In high school my freshman year I weighed 230 lbs at around 6 foot to 6'1". Now I'm at 192 in my sophomore year in college.


----------



## MK3 (Sep 4, 2008)

When I was in high school I was the smallest kid in school. I was 5' tall as a freshman, the second shortest guy. By the time I was a junior I finally hit 5'8"-9" but weighed all of 120-125 lbs. Prompted by feeding fantasies I started trying to gain and by the end of my senior year I was 157lbs and 5'10." At that point I thought I was getting chubby. Ten years later it seems funny but I was always thin as could be and even then looking back, I was slim after a 30lb gain. Anyway, when I went off to college I put on 25lbs in freshman year, lost a bit over the summer and then hit 200lbs midway through my sophomore year. At that point I was stuck in a gym class and began yo-yo'ing between exercise routines and gorging streaks. I've only been as high as 208 since but as low as 153.

Currently I've gained 40 straight pounds since last year weighing 193lbs. not exactly fat but plump and for the first time and pretty comfortable with it.


----------



## benzdiesel (Sep 4, 2008)

Green Eyed Fairy said:


> May I ask where in NC you hail from Benzdiesel?



Going to school in Boone, but home is near Lexington.


----------



## Green Eyed Fairy (Sep 4, 2008)

benzdiesel said:


> Going to school in Boone, but home is near Lexington.



I live in Asheville. So do a couple of others on the boards.


----------



## Ruby Ripples (Sep 4, 2008)

I yo-yo'd between 115lbs and 145lbs in high school. I really thought I was fat at 145lbs, i was the fattest in my class at school.


----------



## Weeze (Sep 9, 2008)

Started High School at like, 300 lbs.
meh. not fun.
I lost 45 lbs...... and looked pretty decent in sophmore/most of junior year.
Now i'm back to 280.
ergh.
One thing that's nice about my college?

A lot of the other girls are fat.
Its nice to not be the only one.


----------



## Lovelyone (Sep 9, 2008)

my last year of high school I was 230 lbs.
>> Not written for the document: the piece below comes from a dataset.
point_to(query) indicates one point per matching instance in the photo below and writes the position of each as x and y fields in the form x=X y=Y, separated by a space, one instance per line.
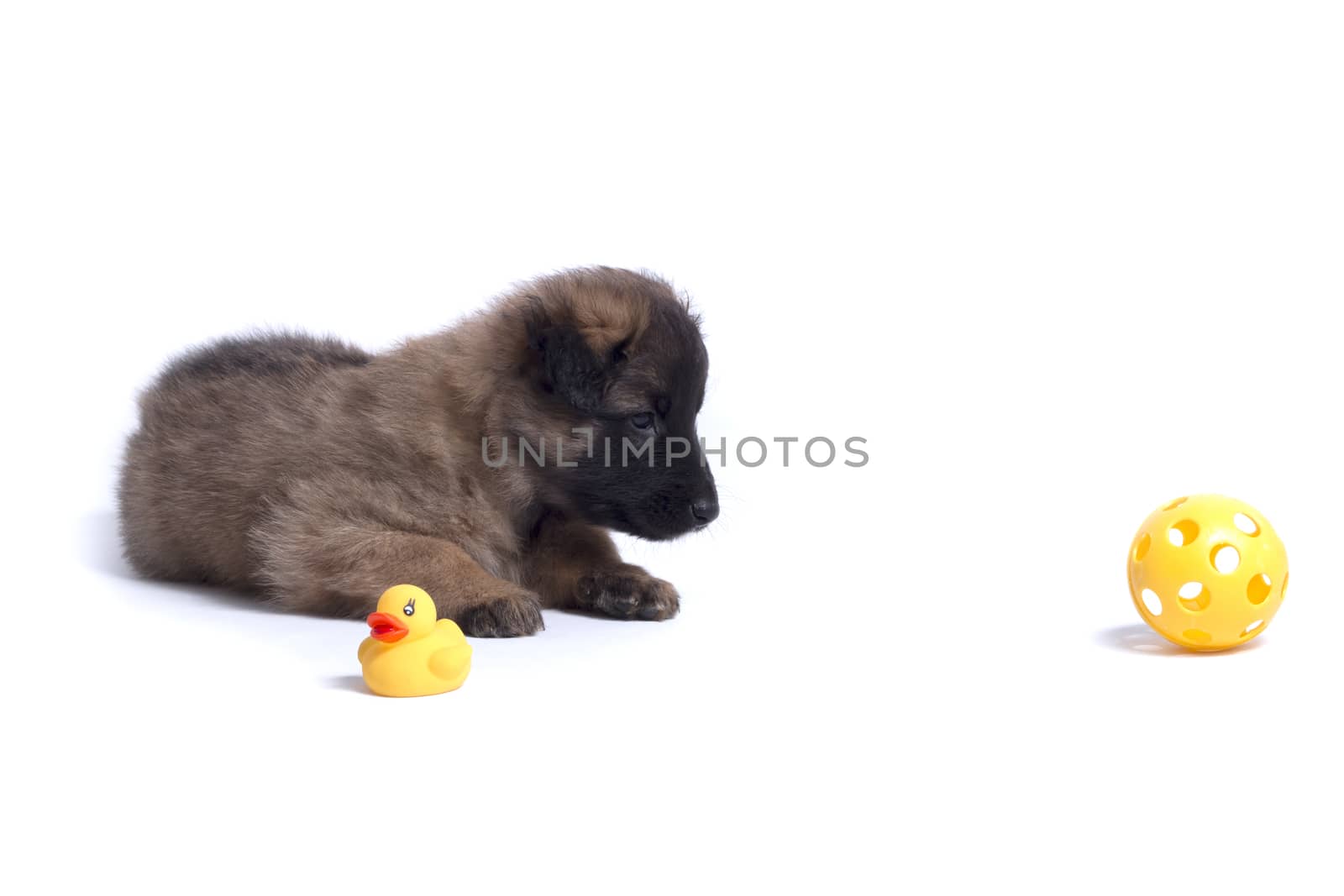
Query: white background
x=1058 y=262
My first year of college (20 years later) I was 514.


----------



## chocolatebluesdiva (Sep 9, 2008)

In elementary school my highest was 180.. in middle school my highest was 260... in high school my highest was 333 and I am now in college and so far my heaviest has been 383 which is what I am right now. All of these have been while my height has ranged from 5'9 (elementary) to 6'1 (present day)


----------



## chocolatebluesdiva (Sep 9, 2008)

DanKiiDoLL said:


> When I was in highschool I was about 340-ish that was my senior year, I was big all throughout school though and gained a lot but didn't care cuz I was so young and didn't pay attention. Now I'm in college, I'm at around 370. am I the only thats STILL the fat kid in school lol



Hey Fat Kid in School here!!! Though there are some fat guys where I go to college who may be as fat as I am... but I haven't asked.


----------



## Curious Jane (Sep 9, 2008)

Probably 125 was my max in high school...those days I could eat tons without gaining an ounce!


----------